The genius is in the preprocessing. Each vulnerability case follows a standardized structure: affected system details, vulnerability type classification, exploitation steps with actual payloads, and remediation recommendations. This consistency lets Claude pattern-match across thousands of cases to identify commonalities. When you ask about SQL injection in e-commerce systems, it can synthesize insights from hundreds of similar historical breaches.
The industry-specific playbooks are particularly sophisticated. The telecommunications penetration testing guide, for example, doesn’t just list vulnerabilities—it maps complete attack chains observed in real breaches. It might describe how attackers progressed from an exposed SMS gateway API to internal billing systems, then to subscriber databases, with actual parameter names and exploitation sequences documented from genuine incidents. This is operational security intelligence, not generic testing checklists.
One interesting technical decision is the use of markdown for all knowledge files. This makes the content easily parsable by Claude while remaining human-readable for auditing. Each category directory contains hundreds of individual markdown files rather than one massive database dump, which improves Claude’s ability to retrieve relevant context without overwhelming the token budget.
The skill also includes vulnerability-specific parameter dictionaries—massive lists of common parameter names observed in real attacks. For SQL injection, you’ll find collections like id, userid, page, cat, itemid extracted from actual successful exploits. For XSS, there are exhaustive lists of input fields that historically lacked sanitization. These aren’t theoretical attack surfaces; they’re empirical data about where real systems actually failed.
Gotcha
The elephant in the room is data freshness. This is a 2010-2016 snapshot of security vulnerabilities, frozen in time like a cybersecurity fossil record. Modern security controls have evolved significantly—what worked against a 2013 PHP application may fail spectacularly against a 2024 Next.js app behind Cloudflare WAF. The knowledge base has zero coverage of cloud-native architectures, containerization security, serverless vulnerabilities, or any CVEs from the past eight years. If you’re testing a Kubernetes cluster or hunting for SSRF in AWS metadata endpoints, this historical context won’t help much.

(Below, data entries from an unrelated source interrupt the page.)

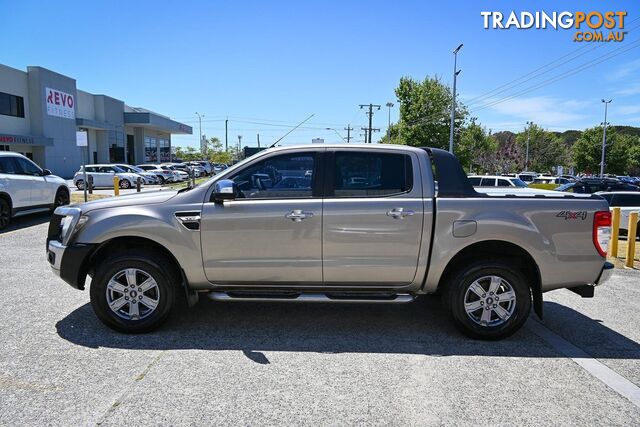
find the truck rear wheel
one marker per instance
(132, 293)
(489, 300)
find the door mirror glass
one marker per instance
(225, 189)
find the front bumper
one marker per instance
(69, 262)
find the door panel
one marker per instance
(363, 245)
(252, 242)
(372, 218)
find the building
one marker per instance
(41, 110)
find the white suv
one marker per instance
(26, 188)
(103, 176)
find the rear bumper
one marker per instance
(68, 262)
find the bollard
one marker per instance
(615, 231)
(631, 239)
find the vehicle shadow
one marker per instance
(27, 221)
(421, 327)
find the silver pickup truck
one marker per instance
(334, 223)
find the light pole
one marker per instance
(337, 133)
(604, 136)
(526, 158)
(390, 105)
(453, 103)
(200, 116)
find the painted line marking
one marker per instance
(596, 368)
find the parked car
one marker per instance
(542, 179)
(495, 181)
(27, 188)
(627, 201)
(103, 175)
(333, 240)
(147, 177)
(594, 185)
(164, 175)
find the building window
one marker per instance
(150, 149)
(11, 105)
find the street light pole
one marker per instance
(526, 159)
(604, 136)
(200, 116)
(337, 133)
(390, 105)
(453, 103)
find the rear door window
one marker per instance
(359, 174)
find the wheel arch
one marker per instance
(492, 249)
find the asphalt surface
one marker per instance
(251, 363)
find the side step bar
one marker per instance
(311, 297)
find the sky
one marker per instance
(268, 65)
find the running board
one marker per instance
(311, 297)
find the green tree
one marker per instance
(425, 109)
(475, 148)
(587, 151)
(546, 149)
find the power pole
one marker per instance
(526, 158)
(348, 129)
(370, 114)
(453, 103)
(226, 135)
(604, 136)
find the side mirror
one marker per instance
(225, 189)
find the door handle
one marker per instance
(400, 213)
(298, 215)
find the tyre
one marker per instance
(489, 300)
(61, 199)
(5, 213)
(133, 292)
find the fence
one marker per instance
(631, 236)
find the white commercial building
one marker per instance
(41, 110)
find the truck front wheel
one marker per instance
(132, 293)
(489, 300)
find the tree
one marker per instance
(425, 109)
(476, 148)
(546, 149)
(587, 151)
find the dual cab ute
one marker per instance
(334, 223)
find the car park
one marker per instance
(103, 175)
(27, 188)
(241, 237)
(147, 177)
(163, 175)
(495, 181)
(627, 201)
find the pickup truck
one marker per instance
(334, 223)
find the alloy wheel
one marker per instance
(490, 301)
(132, 294)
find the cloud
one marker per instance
(541, 109)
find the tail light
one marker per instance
(602, 231)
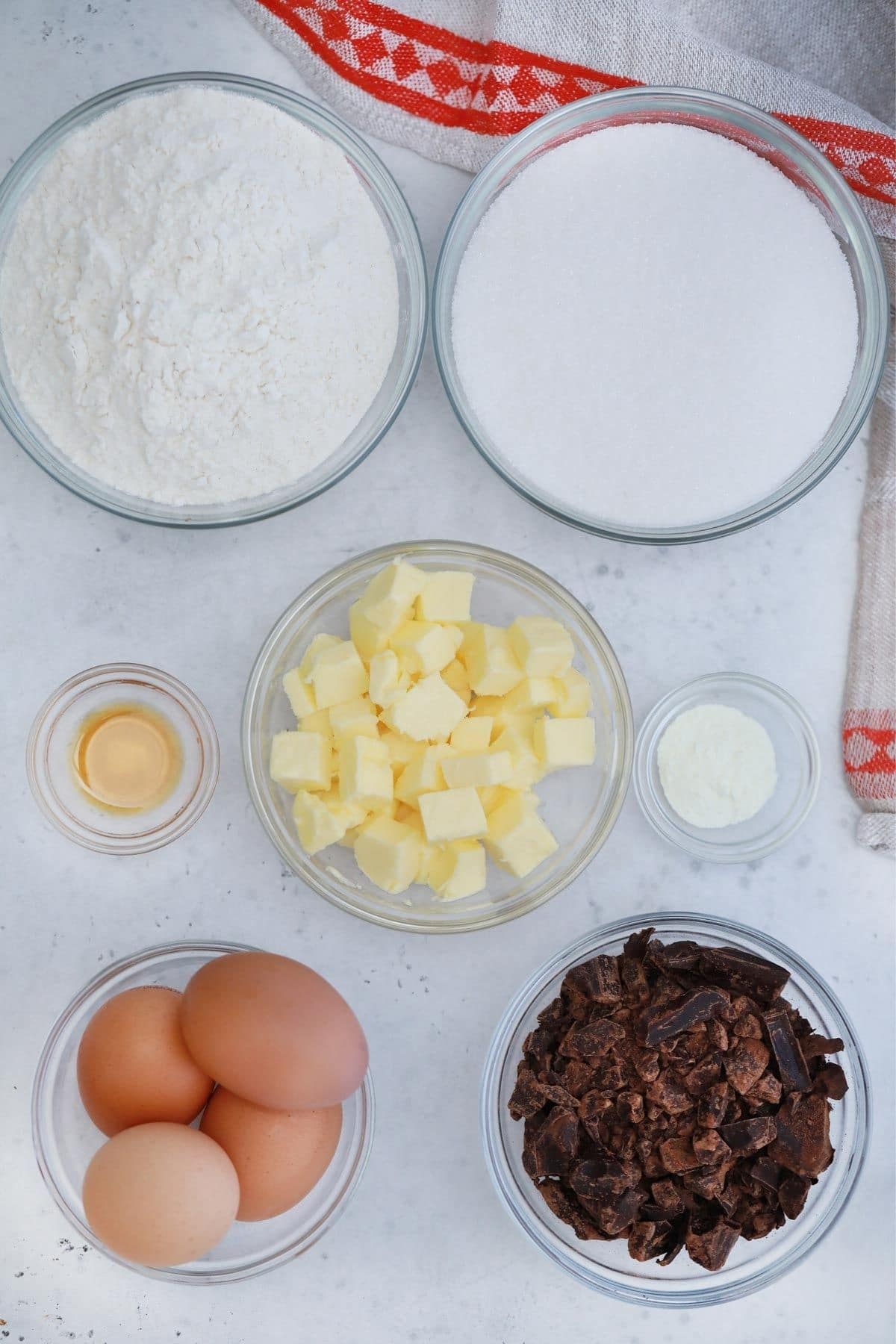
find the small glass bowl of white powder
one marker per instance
(213, 300)
(660, 315)
(727, 766)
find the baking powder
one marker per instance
(199, 300)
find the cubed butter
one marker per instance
(388, 853)
(573, 699)
(517, 838)
(301, 761)
(352, 719)
(423, 647)
(452, 815)
(364, 773)
(457, 870)
(388, 597)
(300, 694)
(477, 769)
(445, 596)
(489, 660)
(339, 675)
(429, 712)
(563, 742)
(473, 734)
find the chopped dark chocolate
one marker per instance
(672, 1098)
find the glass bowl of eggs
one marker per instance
(484, 707)
(173, 1180)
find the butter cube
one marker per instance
(423, 774)
(457, 870)
(477, 769)
(573, 699)
(535, 692)
(445, 596)
(473, 734)
(561, 742)
(454, 675)
(423, 648)
(526, 768)
(517, 838)
(314, 651)
(367, 638)
(364, 773)
(391, 593)
(301, 761)
(314, 823)
(488, 656)
(352, 719)
(317, 722)
(452, 815)
(337, 675)
(388, 853)
(300, 694)
(401, 749)
(429, 712)
(541, 645)
(388, 679)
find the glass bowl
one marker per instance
(65, 1139)
(766, 136)
(797, 759)
(608, 1266)
(579, 806)
(410, 269)
(49, 759)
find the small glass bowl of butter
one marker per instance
(122, 759)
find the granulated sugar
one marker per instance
(199, 300)
(655, 326)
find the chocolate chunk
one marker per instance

There’s also a significant cultural and linguistic context barrier. The vulnerability cases reference specific Chinese companies, government systems, and infrastructure that Western developers may never encounter. Banking examples assume knowledge of Chinese financial systems, telecom cases reference China Mobile/China Unicom architectures, and exploitation techniques sometimes rely on GBK encoding quirks irrelevant outside Chinese-language applications. The use case is narrow: authorized security testing of Chinese technology stacks or historical security research.
Finally, there’s the ethical dimension that can’t be ignored. This repository contains detailed, step-by-step exploitation guides for critical infrastructure sectors. While the original WooYun platform operated as responsible disclosure, packaging this knowledge for an AI assistant creates new risks. There’s no authentication layer, no verification that users have authorization to perform security testing, no logging of how the knowledge is used. It’s a powerful tool that assumes responsible use—a significant limitation in itself.
Verdict
Use if: You’re conducting authorized penetration testing of Chinese infrastructure, researching historical vulnerability patterns in specific sectors, or training security teams using real-world case studies as learning material. The knowledge base excels at teaching security thinking patterns through empirical breach data and provides unparalleled insight into mid-2010s Chinese cybersecurity landscapes. Skip if: You need current vulnerability intelligence for modern cloud-native applications, work primarily outside Chinese technology ecosystems, or lack clear legal authorization for security testing. The outdated timeframe and geographic specificity make this a specialized research tool rather than a general-purpose security assistant. For contemporary security work, combine it with current CVE databases and modern penetration testing frameworks like OWASP or MITRE ATT&CK.